BOSTON -- When the Bruins acquired Nathan Horton and Gregory Campbell for Dennis Wideman, they thought they were getting a scorer and a fourth-line center, respectively.
The thought of asking Campbell why he's scoring and why Horton isn't, in late January wasn't what anyone had in mind.
But that was the scene after Thursday night's 4-2 loss to the Buffalo Sabres at the TD Garden.
Campbell scored the Bruins' second goal of the night, giving the B's a 2-1 lead five minutes into the second period. It was the fourth-line center's fourth goal and eighth point in his last seven games.
Horton, meanwhile, finished his seventh straight game without a goal. He has 12 goals for the season, but only one in his last 17 games after Thursday night.
"Those guys don't stay off the score sheet for too long," Campbell said of Horton after Thursday's loss. "He's had a lot of chances, if you watch the games closely. I mean, he's had great chances . . . It's only a matter of time."
But perhaps it wasn't fair for Campbell to have to answer questions about the other half of this past offseason's trading chip. After all, Campbell's not the one who's caught in a scoring rut. And Thursday night proved that once again.
Campbell finished the game as a plus-one, and scored his sixth goal of the season and his fourth in seven games.
It came five minutes into the second period, after linemates Shawn Thornton and Blake Wheeler set him up perfectly in the slot with a chance to beat Sabres goaltender Ryan Miller.
Thornton sent a puck from the left corner out to Wheeler at the top of the left circle, who then quickly re-directed a one-touch pass to his right to Campbell, who was wide open out front.
Campbell took a shot as his body was drifting backwards and beat Miller glove-side.
"It was a good play by Thornton to protect the puck and find Wheeler high, and Wheeler just made a good play to draw the guy to him and slide it over to me," said Campbell. "I was wide open, so it was a good head's up play by both of them."
"Thornton did a great job of recovering it and getting it to me in the slot there, and I just kind of saw, out of the corner of my eye, that Soupy was wide open," said Wheeler. "He did a great job. He was sort of in an awkward position, but did a great job of handling it, and put it in the net."
Wheeler has been playing on the fourth line with Campbell and Thornton as of late, thanks to Brad Marchand's positive chemistry with Patrice Bergeron and Mark Recchi. And even in the short time he's spent on that line, Wheeler has noticed the positives playing with a fourth-line center with both grit and skill.
"He's a lot of fun to play with, him and Thornton," said Wheeler. "They work so hard, and they win every battle they're in. And when you play with guys like that, it seems to make your job so much easier. You just kind of get into open spaces, and they move it to you. You always have a lot of time and space, playing with those guys."
Campbell wasn't brought into Boston to go on stretches like this. Horton was. Campbell was brought in to fill the role of fourth-line center, which has been filled by Stephane Yelle and Steve Begin in previous years.

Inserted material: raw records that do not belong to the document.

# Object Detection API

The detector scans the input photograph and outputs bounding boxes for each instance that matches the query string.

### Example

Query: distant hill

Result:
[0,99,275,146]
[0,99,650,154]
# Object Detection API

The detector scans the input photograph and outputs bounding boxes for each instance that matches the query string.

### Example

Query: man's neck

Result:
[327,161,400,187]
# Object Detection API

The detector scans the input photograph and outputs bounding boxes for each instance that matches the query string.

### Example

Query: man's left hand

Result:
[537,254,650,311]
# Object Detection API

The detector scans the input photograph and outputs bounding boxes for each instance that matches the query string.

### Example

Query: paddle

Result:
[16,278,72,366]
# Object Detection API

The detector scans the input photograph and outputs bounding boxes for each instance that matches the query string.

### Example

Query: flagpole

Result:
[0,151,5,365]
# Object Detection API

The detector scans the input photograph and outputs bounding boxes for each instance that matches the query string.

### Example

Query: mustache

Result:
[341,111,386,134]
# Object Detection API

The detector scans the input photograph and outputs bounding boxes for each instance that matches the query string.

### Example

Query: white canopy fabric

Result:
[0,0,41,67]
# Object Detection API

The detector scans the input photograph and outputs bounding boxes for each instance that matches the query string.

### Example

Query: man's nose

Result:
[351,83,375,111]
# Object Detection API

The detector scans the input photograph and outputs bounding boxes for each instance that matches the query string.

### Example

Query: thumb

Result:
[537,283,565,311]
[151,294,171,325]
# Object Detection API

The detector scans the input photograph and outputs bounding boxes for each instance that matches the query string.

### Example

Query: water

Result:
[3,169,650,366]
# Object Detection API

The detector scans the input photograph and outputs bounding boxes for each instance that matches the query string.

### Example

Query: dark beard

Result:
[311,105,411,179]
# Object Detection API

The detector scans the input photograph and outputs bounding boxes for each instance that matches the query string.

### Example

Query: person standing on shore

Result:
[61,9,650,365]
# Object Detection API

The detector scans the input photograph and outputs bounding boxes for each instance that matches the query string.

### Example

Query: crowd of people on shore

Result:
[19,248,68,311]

While he's riding quite the offensive outburst in recent weeks, Cambell says he hasn't changed much about his game.
"If anything, I think we're just trying to put more pucks at the net," said Campbell. "A lot of things happen out there. Confusion happens, breakdowns happen, when you put the puck on net. So I think we're keeping it simple, the same philosophy that we've had from the beginning of the year. Our line's just a hard-working line, and things are going in.
"When the puck goes in for you, obviously it does a lot for your confidence. I don't think we're playing any different. From the beginning of the year, our lines have the same mentality, just to work hard.
"Sometimes they go in, and sometimes they don't," added Campbell. "I haven't personally changed my game. Maybe putting more pucks on net and trying to get more shots . . . But absolutely, if you talk to anybody, if you get a couple goals here and there, it feels good. Our job is to contribute in other areas of the game, but when you can put something in, and help offensively, it's a good feeling as well."